Questo romanzo parla della vita che resiste alla morte. Parla di braccia strappate da adii, di famiglie divise nel tentativo di salvarsi, di lacrime di bambini che nessuno potrà mai asciugare perché impresse nei ricordi. Questo romanzo parla della follia di coloro che sono stati messi in ginocchio dalla perdita, dalla paura. Coloro la cui vista è stata violentata da corpi smembrati, da abusi perpetrati su corpi morti dentro, corpi con anime maciullate che non riusciranno più a guardare alla loro esistenza con normalità. Lo fa con una scrittura semplice e colloquiale, trovando in alcuni momenti anche il modo di alleggerire e far distogliere lo sguardo al lettore, per dargli la possibilità di respirare lì dove il fiato si ferma in gola alla vista di immagini che è difficile contemplare. Il libro parla di una resistenza inusuale, una resistenza fatta anche da donne coraggiose che non hanno paura di divenire parte di un orgoglio popolare condiviso indipendentemente dal sesso e dall’età: come la bellissima ragazza che compra un’ascia in armeria (i fucili erano esauriti), di una bambina che costruisce molotov invece che giocare, di mamme che scappano via per preservare la vita dei propri figli affrontando viaggi tra mine e cecchini. È un romanzo intriso di una grande umanità, nonostante tutto ciò che circonda l’autrice ne sia apparentemente privo: l’umanità è nella solidarietà tra persone, nello scambio di cibo, riparo, taniche di benzina, giubbotti antiproiettili. Un’umanità fatta di ascolto di storie disperate che nella condivisione allentano la loro carica distruttiva. L’autrice parla di confini invisibili che dividono i destini, come quelli di due fratelli che vivevano al confine con la Russia e “uno tagliava grossi ceppi in Russia, l’altro li accatastava in Ucraina.

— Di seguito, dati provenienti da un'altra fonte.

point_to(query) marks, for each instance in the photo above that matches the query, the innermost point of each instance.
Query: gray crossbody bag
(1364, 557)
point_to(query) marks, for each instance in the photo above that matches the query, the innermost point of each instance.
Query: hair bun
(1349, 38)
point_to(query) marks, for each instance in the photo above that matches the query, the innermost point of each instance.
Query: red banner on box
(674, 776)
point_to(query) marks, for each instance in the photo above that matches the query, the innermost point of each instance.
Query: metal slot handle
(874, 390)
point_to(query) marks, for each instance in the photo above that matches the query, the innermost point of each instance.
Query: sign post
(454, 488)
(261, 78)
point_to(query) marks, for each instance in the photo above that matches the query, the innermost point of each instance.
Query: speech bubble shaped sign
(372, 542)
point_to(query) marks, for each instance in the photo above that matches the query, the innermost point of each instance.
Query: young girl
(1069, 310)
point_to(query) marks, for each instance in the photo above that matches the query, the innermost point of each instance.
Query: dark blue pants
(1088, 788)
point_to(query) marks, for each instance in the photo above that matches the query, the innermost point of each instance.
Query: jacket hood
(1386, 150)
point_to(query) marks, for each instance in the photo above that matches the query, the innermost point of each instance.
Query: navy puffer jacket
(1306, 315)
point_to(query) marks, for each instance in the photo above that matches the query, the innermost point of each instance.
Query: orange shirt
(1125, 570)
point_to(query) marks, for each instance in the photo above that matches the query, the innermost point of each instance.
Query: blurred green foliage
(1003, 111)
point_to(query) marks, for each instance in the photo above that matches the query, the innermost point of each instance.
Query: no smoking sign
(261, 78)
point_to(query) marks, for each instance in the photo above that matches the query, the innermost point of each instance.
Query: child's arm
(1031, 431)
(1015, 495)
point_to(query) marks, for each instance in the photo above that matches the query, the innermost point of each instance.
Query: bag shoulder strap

Il confine era lì da qualche parte sotto la distesa di neve.” E quel confine rende qualcuno vittima e qualcun altro carnefice.

Attraverso i suoi occhi guardiamo una quotidianità sgretolata, vite interrotte all’improvviso. Vite che un tempo abitavano palazzi sventrati i cui ultimi istanti rimarranno bloccati in un tempo ormai eterno “un canovaccio a quadri ancora appeso alla maniglia di un formo e da quel peluche che, un tempo, doveva essere un coniglio bianco. Ora oscilla nel vuoto del secondo piano, trattenuto da un tondino di ferro per l’orecchio”.

L’autrice sembra correre contro il tempo nel tentativo di catturare più immagini possibili, di viverle e farle vivere attraverso la sua scrittura, attraversata dal senso di colpa di dover tornare a casa e lasciare lì un pezzo di mondo che non è riuscito a scappare o non ha potuto perché legato visceralmente alla sua terra, come tutti quelli che invece sono andati via per non vederla in ginocchio.

Tra le righe di questo romanzo vi sono tutte le voci inascoltate, tutti i silenzi che hanno preso il posto delle parole, tutte le persone che non ci sono più.

Un romanzo che racconta di un’umanità fatta di vicinanza ed empatia tra persone che hanno perso tutto ma non la dignità.